In an EOS blog piece on Eve Babitz and her hot take on the ’72 premiere of Five Summer Stories, Matt Warshaw says her work was a reminder that, “unless your name is Bill Finnegan, the best surf writing is invariably done by non-surfing outsiders.” Some surf outsiders are prodigious ingénues. But many, many more surf outsiders are not prodigious ingénues, which might be cause for concern upon first hearing of GQ staff writer Zach Baron’s profile on the World No.1, titled “Surfer John John Florence’s Very Wavy World.” Will it be kooky? Choked by symbolism and men’s magazine cologne?

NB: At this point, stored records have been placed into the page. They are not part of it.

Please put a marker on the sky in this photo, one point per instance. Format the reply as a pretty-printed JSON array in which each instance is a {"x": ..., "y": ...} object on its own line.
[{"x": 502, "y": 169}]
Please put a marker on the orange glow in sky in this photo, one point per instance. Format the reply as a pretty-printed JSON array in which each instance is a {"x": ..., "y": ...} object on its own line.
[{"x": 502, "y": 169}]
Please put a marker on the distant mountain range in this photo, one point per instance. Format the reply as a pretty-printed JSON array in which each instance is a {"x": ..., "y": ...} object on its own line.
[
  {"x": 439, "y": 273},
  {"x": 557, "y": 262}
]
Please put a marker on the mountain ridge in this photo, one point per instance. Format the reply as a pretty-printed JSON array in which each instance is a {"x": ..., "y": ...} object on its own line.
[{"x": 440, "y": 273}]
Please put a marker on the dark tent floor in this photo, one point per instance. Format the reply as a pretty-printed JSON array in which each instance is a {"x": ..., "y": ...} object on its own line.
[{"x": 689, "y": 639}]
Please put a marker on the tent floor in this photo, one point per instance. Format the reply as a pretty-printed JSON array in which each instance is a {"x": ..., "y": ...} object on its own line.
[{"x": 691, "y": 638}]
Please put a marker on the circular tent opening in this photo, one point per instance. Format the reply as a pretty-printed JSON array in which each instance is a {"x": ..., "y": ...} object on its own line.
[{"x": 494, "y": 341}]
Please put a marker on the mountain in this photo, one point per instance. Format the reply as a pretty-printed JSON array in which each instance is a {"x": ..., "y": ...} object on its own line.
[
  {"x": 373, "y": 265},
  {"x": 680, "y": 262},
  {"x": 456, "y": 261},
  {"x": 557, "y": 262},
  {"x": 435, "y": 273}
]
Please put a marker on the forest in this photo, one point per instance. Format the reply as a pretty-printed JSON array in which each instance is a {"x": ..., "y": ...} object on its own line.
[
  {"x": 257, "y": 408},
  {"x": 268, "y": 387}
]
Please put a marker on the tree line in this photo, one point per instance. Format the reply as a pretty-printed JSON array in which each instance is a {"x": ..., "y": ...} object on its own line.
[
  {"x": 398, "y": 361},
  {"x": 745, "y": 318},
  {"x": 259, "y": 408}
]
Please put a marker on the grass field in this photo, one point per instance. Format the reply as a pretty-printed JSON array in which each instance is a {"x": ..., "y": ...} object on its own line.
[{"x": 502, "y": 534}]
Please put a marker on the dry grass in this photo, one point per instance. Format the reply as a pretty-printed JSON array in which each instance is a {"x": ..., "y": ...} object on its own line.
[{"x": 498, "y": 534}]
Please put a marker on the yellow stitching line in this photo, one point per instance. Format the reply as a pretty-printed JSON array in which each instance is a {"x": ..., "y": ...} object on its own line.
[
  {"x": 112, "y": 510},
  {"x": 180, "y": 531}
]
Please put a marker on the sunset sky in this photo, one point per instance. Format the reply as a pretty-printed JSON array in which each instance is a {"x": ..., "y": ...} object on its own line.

Our take: it’s pretty darn good. Give it a full read here.
Important is the disclaimer from Baron that he’s not a surfer, nor is he trying to be one. With that out of the way, we can follow an articulate outsider simply watch John at home and attempt to put words to what he sees — which, let’s be honest, what Florence does is difficult even for a lifelong surfer to describe. Baron has some lovely, quiet observations about certain moments in John’s career, from his winning Eddie wave (“[It was] so big it’s actually disorienting to see a human in the same frame—your first reaction is that something has gone badly wrong”), to how he surfs dangerous breaks (“He’ll appear to briefly stop the wave, even roll it backward a bit, until he’s done whatever he’s doing with it”), to his look as a grom (“angelic and blonde and unbothered”).
One big-budget movie, a world championship, and many revos and foam-ball rides later, the nonchalant talent Florence brings to the water is easy to take for granted. So maybe the truest literary service that Baron gives us in spending time with John, and describing him surf, is the flashback of that first impression. It’s a memory worth strolling back down.